In an important step toward this effort, officials from the Bureau of Land Management and the U.S. Forest Service hosted a community meeting in Flagstaff, Arizona, yesterday to hear more about public lands management needs in the area, including the tribes’ proposal. U.S. Department of the Interior Secretary Deb Haaland previously met with the Grand Canyon Tribal Coalition this past May at Grand Canyon National Park to hear more about their efforts.
Last week, Ranking Member Grijalva and Rep. Gallego also introduced legislation to provide a framework for the proposed Baaj Nwaavjo I’tah Kukveni Grand Canyon National Monument. The legislation, along with the Senate companion bill, outlines how the national monument designation will protect the region’s many cultural, natural, recreational, and scientific resources while still ensuring existing uses like hunting and grazing. The legislation also establishes a tribal commission with one representative from each of the 12 tribes in the Grand Canyon Tribal Coalition to ensure lasting opportunities for tribal co-stewardship throughout the landscape.

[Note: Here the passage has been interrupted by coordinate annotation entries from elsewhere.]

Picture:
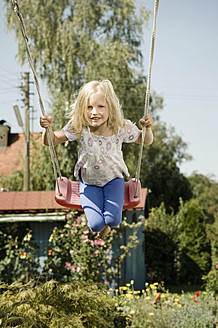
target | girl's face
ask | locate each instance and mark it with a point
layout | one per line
(98, 111)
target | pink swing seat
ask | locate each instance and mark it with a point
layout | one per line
(69, 194)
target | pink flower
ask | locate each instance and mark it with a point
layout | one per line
(84, 237)
(68, 264)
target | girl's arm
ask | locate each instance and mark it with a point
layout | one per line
(146, 122)
(57, 136)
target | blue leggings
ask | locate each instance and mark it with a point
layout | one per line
(102, 205)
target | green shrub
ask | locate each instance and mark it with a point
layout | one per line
(55, 305)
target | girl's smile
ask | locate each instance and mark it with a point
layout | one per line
(98, 113)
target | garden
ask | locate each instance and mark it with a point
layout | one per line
(79, 282)
(74, 287)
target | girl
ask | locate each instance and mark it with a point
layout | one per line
(97, 124)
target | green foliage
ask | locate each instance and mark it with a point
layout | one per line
(176, 246)
(76, 254)
(20, 261)
(205, 191)
(193, 241)
(160, 245)
(52, 304)
(156, 307)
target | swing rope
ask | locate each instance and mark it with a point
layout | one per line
(53, 154)
(54, 158)
(147, 97)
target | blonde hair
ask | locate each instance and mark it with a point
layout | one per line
(78, 115)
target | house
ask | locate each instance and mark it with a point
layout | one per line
(39, 210)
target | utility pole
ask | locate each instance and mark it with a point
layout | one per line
(26, 90)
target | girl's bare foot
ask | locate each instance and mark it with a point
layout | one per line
(104, 232)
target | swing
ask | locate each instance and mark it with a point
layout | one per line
(66, 191)
(69, 194)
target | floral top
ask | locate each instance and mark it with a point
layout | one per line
(100, 158)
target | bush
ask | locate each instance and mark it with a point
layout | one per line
(75, 254)
(156, 307)
(52, 304)
(177, 249)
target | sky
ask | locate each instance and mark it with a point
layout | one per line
(184, 73)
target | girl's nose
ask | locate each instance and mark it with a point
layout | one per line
(94, 110)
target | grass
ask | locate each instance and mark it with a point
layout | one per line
(156, 307)
(78, 305)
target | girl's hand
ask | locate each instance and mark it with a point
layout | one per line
(147, 121)
(46, 121)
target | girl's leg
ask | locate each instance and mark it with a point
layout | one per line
(113, 196)
(91, 199)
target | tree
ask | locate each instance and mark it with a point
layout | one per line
(194, 245)
(75, 41)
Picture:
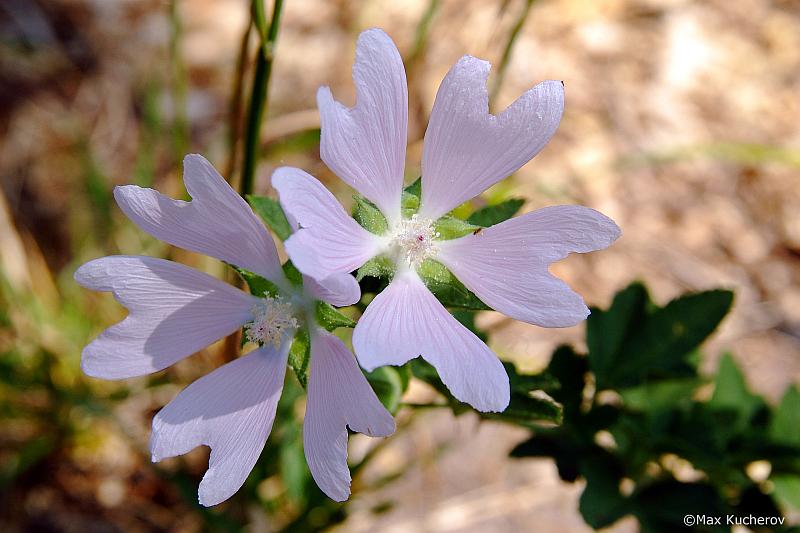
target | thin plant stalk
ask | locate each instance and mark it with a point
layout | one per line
(509, 48)
(258, 98)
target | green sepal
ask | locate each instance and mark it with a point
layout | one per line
(449, 227)
(272, 214)
(369, 216)
(446, 287)
(494, 214)
(331, 318)
(377, 267)
(257, 285)
(300, 355)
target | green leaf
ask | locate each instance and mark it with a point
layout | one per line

“The tribes have protected and stewarded the Grand Canyon area, their ancestral homelands, since time immemorial. Their deep ties to and knowledge of the region deserve our respect and reverence,” said Ranking Member Grijalva. “Our legislation is a testament to their perseverance and a sign of our continued support for protecting this global treasure for generations to come. I also want to extend my sincere gratitude to Secretary Haaland and the Biden administration for their commitment to listening to the tribes’ proposal, and I encourage them to continue engaging the tribes and local community moving forward.”
“There may be no greater symbol of Arizona’s rich natural landscape than the Grand Canyon,” said Rep. Gallego. “It is a national treasure that has amazed visitors from around the world and served as a home for tribes for centuries. That’s why it is essential we protect the Grand Canyon. And just as the Administration did when it followed my leadership to protect Bears Ears, I look forward to them engaging Arizona’s communities to make this national monument a possibility.”